De acordo com o advogado Hugo Palo, que representa a parte credora, o senador foi condenado em três processos distintos decorrentes de comentários difamatórios proferidos contra um ex−presidente da CBF.
No total, as dívidas acumuladas somam atualmente R$ 300 mil. Em um dos processos específicos, o valor da condenação, originalmente de R$ 10 mil, subiu para cerca de R$ 23 mil devido a atualizações monetárias e custas judiciais.
A decisão de reter 5% do salário do senador é vista como um marco jurídico importante, uma vez que contraria a jurisprudência anterior que considerava o salário de parlamentares como uma verba quase inviolável. A Justiça entendeu que o subsídio não deve servir de "blindagem" para evitar o cumprimento de obrigações financeiras.
Controvérsia sobre rendimentos e doações
O caso levanta também questões sobre a atuação de Romário em atividades privadas no exterior, como transmissões desportivas, enquanto recebe o seu vencimento público como senador.

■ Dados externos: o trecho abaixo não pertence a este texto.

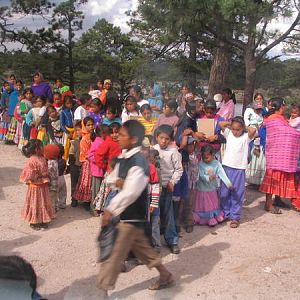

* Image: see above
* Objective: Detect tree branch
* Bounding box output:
[258,11,300,57]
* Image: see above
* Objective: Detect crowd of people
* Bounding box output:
[0,72,300,291]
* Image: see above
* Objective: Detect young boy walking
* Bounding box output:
[98,120,174,298]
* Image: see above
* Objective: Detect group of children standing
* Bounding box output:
[2,79,299,253]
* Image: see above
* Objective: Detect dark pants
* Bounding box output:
[159,187,179,246]
[70,164,80,196]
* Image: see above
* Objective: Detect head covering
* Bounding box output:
[187,136,197,145]
[104,79,111,84]
[252,100,263,109]
[214,94,222,102]
[44,144,59,159]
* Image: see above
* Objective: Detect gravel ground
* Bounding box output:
[0,144,300,300]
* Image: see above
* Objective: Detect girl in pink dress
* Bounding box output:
[20,139,54,230]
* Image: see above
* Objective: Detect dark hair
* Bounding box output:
[155,124,174,140]
[0,255,37,295]
[91,98,103,110]
[201,145,215,157]
[57,144,65,158]
[32,96,47,105]
[46,104,57,113]
[231,116,245,127]
[55,77,64,83]
[222,88,236,104]
[185,100,197,114]
[140,104,152,113]
[204,100,217,110]
[23,88,33,96]
[122,120,145,146]
[291,103,300,110]
[82,117,95,126]
[22,139,43,158]
[267,97,285,116]
[106,106,118,115]
[64,96,74,106]
[53,92,61,98]
[131,85,144,99]
[253,93,265,101]
[166,99,178,111]
[95,124,111,137]
[79,94,92,104]
[109,122,122,132]
[74,120,82,128]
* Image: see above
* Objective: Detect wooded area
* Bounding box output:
[0,0,300,105]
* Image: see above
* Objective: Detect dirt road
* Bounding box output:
[0,144,300,300]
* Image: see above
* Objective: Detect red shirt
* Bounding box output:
[95,136,122,171]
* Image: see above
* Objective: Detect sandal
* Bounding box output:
[230,220,240,228]
[148,273,175,291]
[265,206,282,215]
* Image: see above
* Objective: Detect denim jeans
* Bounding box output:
[151,215,161,248]
[159,187,179,246]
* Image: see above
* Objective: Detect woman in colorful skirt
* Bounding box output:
[72,117,94,210]
[193,145,233,226]
[20,140,54,230]
[260,98,300,214]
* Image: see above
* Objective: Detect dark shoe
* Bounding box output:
[83,202,90,211]
[30,224,41,230]
[274,196,291,208]
[40,223,48,229]
[185,225,194,233]
[71,199,78,207]
[170,245,180,254]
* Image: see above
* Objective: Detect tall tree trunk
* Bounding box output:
[68,17,74,92]
[207,43,230,99]
[188,38,198,91]
[243,49,256,112]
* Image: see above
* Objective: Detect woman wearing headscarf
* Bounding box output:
[147,83,164,119]
[31,72,53,100]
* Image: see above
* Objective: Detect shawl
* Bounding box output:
[265,114,300,173]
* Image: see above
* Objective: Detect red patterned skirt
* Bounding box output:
[260,170,300,198]
[72,161,92,202]
[22,184,54,224]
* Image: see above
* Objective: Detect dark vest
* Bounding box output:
[119,153,149,222]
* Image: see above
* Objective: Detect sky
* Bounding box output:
[0,0,300,59]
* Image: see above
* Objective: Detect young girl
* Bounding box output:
[69,121,82,207]
[46,105,63,144]
[289,103,300,130]
[89,98,104,127]
[147,83,164,120]
[193,145,233,226]
[20,140,54,230]
[138,104,156,135]
[155,100,179,129]
[53,92,64,113]
[260,98,300,214]
[220,117,256,228]
[103,106,122,126]
[88,125,110,213]
[218,88,236,121]
[153,125,183,254]
[121,96,140,124]
[18,88,33,149]
[72,117,94,210]
[5,80,23,144]
[26,96,46,139]
[60,96,74,161]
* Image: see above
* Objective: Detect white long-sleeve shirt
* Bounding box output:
[106,147,149,216]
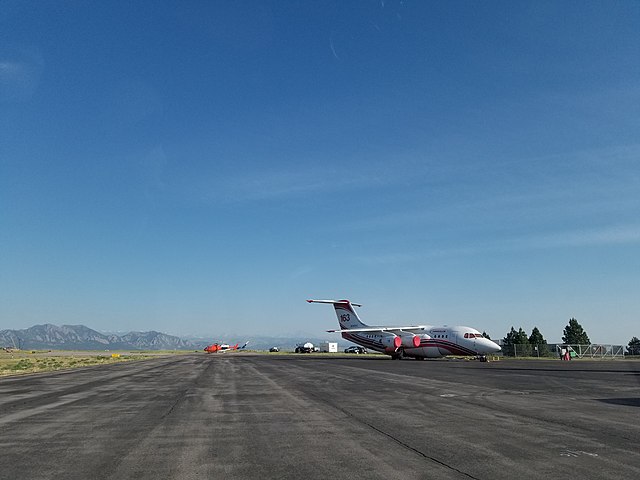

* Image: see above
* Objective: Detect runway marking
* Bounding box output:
[560,450,598,458]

Embora tenha declarado publicamente a intenção de doar ou devolver o seu salário ao Senado, o advogado alerta que Romário não pode dispor livremente de verbas que já estão comprometidas com o pagamento de credores.
O advogado defende que a situação exige esclarecimentos, tanto por parte do senador como das empresas privadas que o contrataram, defendendo um sentido de moralidade e cumprimento das regras no sistema jurídico brasileiro.
Atualmente, não cabem mais recursos quanto ao mérito das condenações por difamação, restando apenas a possibilidade de recurso sobre as decisões que afetam o patrimônio do senador.